Thanks to this AI model powering the robot called Figure 1, it is able to describe its environment in detail, understand daily tasks and occurrences, and respond to tasks that are notably nuanced and dependent on the surrounding context.

Figure AI claims that all actions shown in the demonstration video below are not remote-controlled, but rather learned by the robot. Additionally, the video is not sped up to make the robot’s actions look more impressive than they actually are.

Corey Lynch, robotics and AI engineer at Figure shared his excitement for Figure 01 saying: “Even just a few years ago, I would have thought having a full conversation with a humanoid robot while it plans and carries out its own fully learned behaviors would be something we would have to wait decades to see. Obviously, a lot has changed.”

Comparable advancements in robotics have previously been showcased by Google through its RT models. These innovations enable a robot to traverse common environments and undertake sophisticated tasks, guided by the interactions of language and image models. However, Google’s prototype robots exhibited lesser conversational capabilities.

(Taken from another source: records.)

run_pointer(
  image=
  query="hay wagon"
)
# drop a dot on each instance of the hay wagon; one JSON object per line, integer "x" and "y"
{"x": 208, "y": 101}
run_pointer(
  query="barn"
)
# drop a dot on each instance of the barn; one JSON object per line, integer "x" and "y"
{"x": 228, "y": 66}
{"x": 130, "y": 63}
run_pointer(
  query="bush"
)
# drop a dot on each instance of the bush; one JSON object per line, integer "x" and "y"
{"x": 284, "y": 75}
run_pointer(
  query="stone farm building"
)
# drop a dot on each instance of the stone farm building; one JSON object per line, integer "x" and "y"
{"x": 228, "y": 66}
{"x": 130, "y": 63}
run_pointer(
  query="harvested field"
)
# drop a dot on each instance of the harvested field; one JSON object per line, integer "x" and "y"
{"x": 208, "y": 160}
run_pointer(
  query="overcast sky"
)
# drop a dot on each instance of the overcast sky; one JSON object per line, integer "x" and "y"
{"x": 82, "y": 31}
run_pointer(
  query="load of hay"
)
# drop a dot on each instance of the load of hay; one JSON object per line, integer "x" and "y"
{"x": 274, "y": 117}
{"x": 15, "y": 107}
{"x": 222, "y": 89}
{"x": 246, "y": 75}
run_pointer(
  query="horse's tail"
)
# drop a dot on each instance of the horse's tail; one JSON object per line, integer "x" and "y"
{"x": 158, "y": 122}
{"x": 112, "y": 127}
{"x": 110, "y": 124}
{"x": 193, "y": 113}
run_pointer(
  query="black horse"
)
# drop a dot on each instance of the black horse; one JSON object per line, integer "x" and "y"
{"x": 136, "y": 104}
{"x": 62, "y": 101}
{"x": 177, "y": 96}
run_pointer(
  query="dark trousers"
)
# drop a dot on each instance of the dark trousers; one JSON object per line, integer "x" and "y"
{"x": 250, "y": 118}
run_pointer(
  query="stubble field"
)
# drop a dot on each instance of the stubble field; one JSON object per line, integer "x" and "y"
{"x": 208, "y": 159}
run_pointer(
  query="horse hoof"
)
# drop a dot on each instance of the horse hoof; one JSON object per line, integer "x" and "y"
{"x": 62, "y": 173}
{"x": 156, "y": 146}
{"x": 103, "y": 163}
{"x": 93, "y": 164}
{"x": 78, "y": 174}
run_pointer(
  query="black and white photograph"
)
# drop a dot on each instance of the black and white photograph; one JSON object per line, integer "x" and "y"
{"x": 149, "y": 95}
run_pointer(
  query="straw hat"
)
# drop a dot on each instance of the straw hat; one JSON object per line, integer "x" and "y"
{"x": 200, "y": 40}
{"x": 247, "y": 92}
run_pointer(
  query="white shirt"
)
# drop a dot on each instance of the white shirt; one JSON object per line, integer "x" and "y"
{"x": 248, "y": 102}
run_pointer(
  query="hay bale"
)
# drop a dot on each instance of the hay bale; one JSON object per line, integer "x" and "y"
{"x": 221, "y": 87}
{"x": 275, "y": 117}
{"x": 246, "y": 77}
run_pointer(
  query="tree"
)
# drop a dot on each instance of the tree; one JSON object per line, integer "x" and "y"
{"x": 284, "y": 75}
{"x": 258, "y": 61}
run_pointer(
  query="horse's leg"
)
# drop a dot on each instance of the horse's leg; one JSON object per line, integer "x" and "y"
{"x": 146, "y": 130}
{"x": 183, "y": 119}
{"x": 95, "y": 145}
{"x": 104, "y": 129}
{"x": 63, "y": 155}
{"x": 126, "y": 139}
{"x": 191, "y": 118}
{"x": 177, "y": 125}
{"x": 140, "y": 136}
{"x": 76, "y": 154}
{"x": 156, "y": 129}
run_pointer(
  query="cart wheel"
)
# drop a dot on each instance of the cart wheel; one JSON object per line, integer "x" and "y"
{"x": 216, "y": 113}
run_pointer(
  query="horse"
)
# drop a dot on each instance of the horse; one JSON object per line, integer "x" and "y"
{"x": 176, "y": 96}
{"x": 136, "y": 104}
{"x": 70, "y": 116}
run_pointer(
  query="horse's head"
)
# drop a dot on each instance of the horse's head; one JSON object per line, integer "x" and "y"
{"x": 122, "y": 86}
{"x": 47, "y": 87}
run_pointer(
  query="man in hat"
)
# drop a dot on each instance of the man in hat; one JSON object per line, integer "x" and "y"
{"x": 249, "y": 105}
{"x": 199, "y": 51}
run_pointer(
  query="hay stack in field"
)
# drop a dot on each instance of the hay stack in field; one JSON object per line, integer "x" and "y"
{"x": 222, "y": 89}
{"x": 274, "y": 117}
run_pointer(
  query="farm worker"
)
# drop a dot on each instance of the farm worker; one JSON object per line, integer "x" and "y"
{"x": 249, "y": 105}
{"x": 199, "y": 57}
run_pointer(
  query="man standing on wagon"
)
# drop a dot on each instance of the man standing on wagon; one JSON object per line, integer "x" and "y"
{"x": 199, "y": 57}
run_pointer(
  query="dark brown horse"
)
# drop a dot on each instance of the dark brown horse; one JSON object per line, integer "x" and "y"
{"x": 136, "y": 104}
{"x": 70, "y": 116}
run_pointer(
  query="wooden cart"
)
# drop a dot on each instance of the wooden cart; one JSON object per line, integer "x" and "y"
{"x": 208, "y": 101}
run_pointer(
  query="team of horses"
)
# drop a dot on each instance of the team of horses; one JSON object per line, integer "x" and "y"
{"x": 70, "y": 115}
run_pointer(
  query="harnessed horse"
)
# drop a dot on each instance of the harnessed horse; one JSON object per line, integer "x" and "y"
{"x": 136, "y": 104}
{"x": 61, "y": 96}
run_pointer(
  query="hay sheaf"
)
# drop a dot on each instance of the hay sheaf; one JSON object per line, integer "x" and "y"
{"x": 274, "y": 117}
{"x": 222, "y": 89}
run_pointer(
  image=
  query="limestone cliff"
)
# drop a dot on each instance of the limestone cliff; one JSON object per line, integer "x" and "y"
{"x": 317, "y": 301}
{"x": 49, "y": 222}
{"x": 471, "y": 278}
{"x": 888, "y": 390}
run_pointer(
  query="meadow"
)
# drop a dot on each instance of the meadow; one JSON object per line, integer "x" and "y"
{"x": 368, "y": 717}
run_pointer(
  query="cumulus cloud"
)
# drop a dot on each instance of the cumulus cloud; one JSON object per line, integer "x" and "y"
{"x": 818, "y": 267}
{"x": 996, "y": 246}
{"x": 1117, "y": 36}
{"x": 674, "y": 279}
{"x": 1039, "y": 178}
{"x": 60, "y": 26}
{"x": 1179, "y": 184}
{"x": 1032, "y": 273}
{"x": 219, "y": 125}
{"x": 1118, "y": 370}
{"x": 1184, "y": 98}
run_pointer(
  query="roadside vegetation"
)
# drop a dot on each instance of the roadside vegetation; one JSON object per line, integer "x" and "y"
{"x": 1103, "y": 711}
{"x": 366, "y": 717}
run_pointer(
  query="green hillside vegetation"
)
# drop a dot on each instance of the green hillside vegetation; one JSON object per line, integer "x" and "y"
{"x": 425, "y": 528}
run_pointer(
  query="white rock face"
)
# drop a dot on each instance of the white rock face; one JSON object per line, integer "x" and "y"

Figure 01 powered by OpenAI is a robot that can chat, see, plan, and perform tasks

Lynch delves into the specifics of the robot’s functionalities, highlighting its ability to articulate what it sees, strategize upcoming moves, ponder over past experiences, and verbally articulate the reasoning behind its decisions leading to certain actions.

This is because OpenAI’s multimodal AI is able to access and take into account the robot’s full conversation history, including images, allowing Figure 01 to act and respond with context. This same model also determines the appropriate learned behavior the robot should employ to fulfill a specific command.

Control over the robot’s movements is exerted through devices known as visuomotor transformers. These units directly convert visual inputs into physical actions. The system processes visual data from the robot’s cameras at a 10 Hz rate, and it orchestrates actions that involve 24 degrees of freedom, such as adjustments in wrist positions and finger angles, at a 200 Hz rate.